UK College of Public Health Biostatistics and Epidemiology students and faculty are invited to this seminar featuring Paul Scheet, Ph.D. on the topic of "Detectable Clonal Mosaicism and Cancer Risk". The University of Kentucky's Markey Cancer Center is a co-host of this seminar.

Somatically-acquired mosaic copy number alterations (mCAs, i.e. chromosomal duplications, deletions or copy-neutral loss-of-heterozygosity) are established factors in cancer initiation and have recently been implicated as a marker for cancer risk (11-fold rate of increased risk for incident hematological cancers). While DNA microarrays and next-generation sequencing are effective for whole-genome profiling of mCAs, in typical settings their sensitivities become extremely limited when the aberrant cell fraction (or tumor purity) is below 10-20%.

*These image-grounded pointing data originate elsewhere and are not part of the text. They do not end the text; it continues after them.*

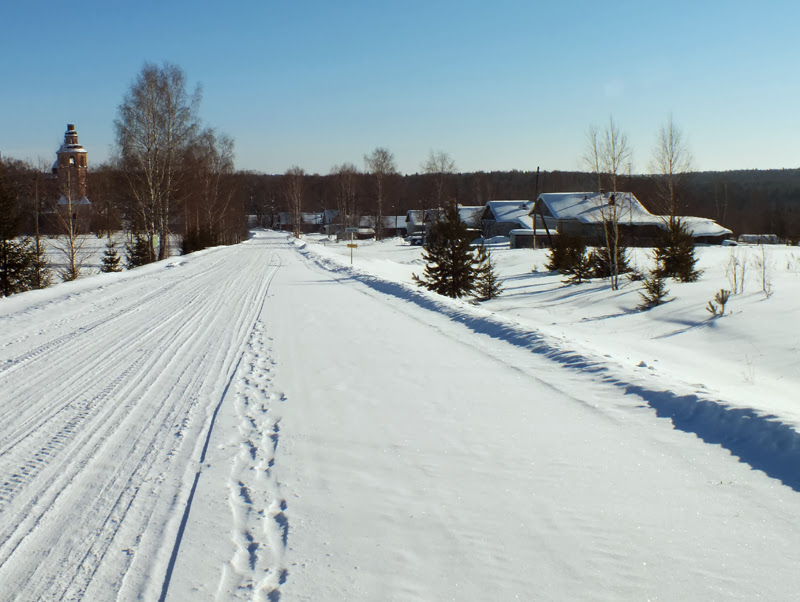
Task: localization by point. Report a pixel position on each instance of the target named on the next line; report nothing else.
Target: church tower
(71, 167)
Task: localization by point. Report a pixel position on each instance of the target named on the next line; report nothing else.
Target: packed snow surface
(269, 422)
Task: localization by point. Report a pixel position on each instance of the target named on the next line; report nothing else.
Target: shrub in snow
(654, 291)
(717, 306)
(735, 271)
(764, 265)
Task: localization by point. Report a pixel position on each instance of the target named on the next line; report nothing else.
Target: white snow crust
(267, 422)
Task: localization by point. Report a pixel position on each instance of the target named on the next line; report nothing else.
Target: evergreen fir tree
(579, 264)
(111, 258)
(450, 264)
(17, 257)
(600, 265)
(140, 253)
(487, 283)
(674, 254)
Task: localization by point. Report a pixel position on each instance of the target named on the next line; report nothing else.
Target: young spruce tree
(450, 263)
(18, 258)
(138, 253)
(674, 254)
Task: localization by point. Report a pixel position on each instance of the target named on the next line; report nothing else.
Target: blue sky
(497, 85)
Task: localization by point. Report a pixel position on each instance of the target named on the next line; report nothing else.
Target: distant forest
(747, 201)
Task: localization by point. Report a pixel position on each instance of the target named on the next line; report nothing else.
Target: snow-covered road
(363, 447)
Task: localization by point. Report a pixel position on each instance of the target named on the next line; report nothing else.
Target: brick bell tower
(71, 167)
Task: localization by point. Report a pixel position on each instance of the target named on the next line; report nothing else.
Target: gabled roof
(703, 226)
(389, 221)
(517, 212)
(82, 201)
(415, 216)
(590, 207)
(315, 219)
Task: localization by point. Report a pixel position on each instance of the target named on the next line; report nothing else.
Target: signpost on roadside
(351, 245)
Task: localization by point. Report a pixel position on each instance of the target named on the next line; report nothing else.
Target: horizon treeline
(745, 201)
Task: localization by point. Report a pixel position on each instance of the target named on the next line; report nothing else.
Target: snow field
(265, 422)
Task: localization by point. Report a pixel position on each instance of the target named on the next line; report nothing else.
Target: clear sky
(497, 85)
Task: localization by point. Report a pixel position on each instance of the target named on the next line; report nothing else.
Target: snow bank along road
(243, 424)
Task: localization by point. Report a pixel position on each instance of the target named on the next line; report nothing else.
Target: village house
(583, 214)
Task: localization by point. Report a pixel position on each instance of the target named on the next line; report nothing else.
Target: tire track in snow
(762, 441)
(106, 443)
(251, 545)
(260, 522)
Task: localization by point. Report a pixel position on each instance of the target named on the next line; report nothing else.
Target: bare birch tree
(380, 163)
(607, 155)
(294, 189)
(346, 181)
(671, 160)
(440, 166)
(70, 242)
(155, 123)
(206, 208)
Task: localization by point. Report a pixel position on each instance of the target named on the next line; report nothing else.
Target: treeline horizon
(745, 201)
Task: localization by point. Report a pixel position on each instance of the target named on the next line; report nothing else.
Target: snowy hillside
(266, 422)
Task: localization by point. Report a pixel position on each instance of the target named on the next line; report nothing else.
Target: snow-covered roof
(590, 207)
(82, 201)
(510, 211)
(389, 221)
(415, 216)
(71, 148)
(314, 219)
(703, 226)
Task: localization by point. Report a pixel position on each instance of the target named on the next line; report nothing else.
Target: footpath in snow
(263, 422)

Yet, this range may be critical for early detection, diagnostics, or studies of pre-disease tissue, since for such applications the samples of interest will be comprised of heterogeneous mixtures of cells with a substantial component of DNA from normal (i.e. representing the germline) rather than aberrant (e.g., the tumor) sources.

Here we present a haplotype-based statistical technique to powerfully detect these alterations and demonstrate its utility in challenging settings such as tumors with high stromal content, premalignant lesions, and pathologically normal tissues. Our method helped us identify samples with highly erroneous copy number calls in The Cancer Genome Atlas and we propose an automated correction for these. We also summarize mCAs in over 80,000 blood samples from genetic association studies to population rates of mosaicism, supporting the use of mCAs as biomarkers and yielding insights on background mutation patterns.

Paul Scheet, Ph.D., is Professor and Chair of the Department of Epidemiology at The University of Texas MD Anderson Cancer Center, with joint appointments in the Depts. of Genomic Medicine and Translational Molecular Pathology. A statistical geneticist with interests in complex disease and cancer genomics, Dr. Scheet serves as Leader of MD Anderson’s CCSG “Risk, Detection and Outcomes” Program.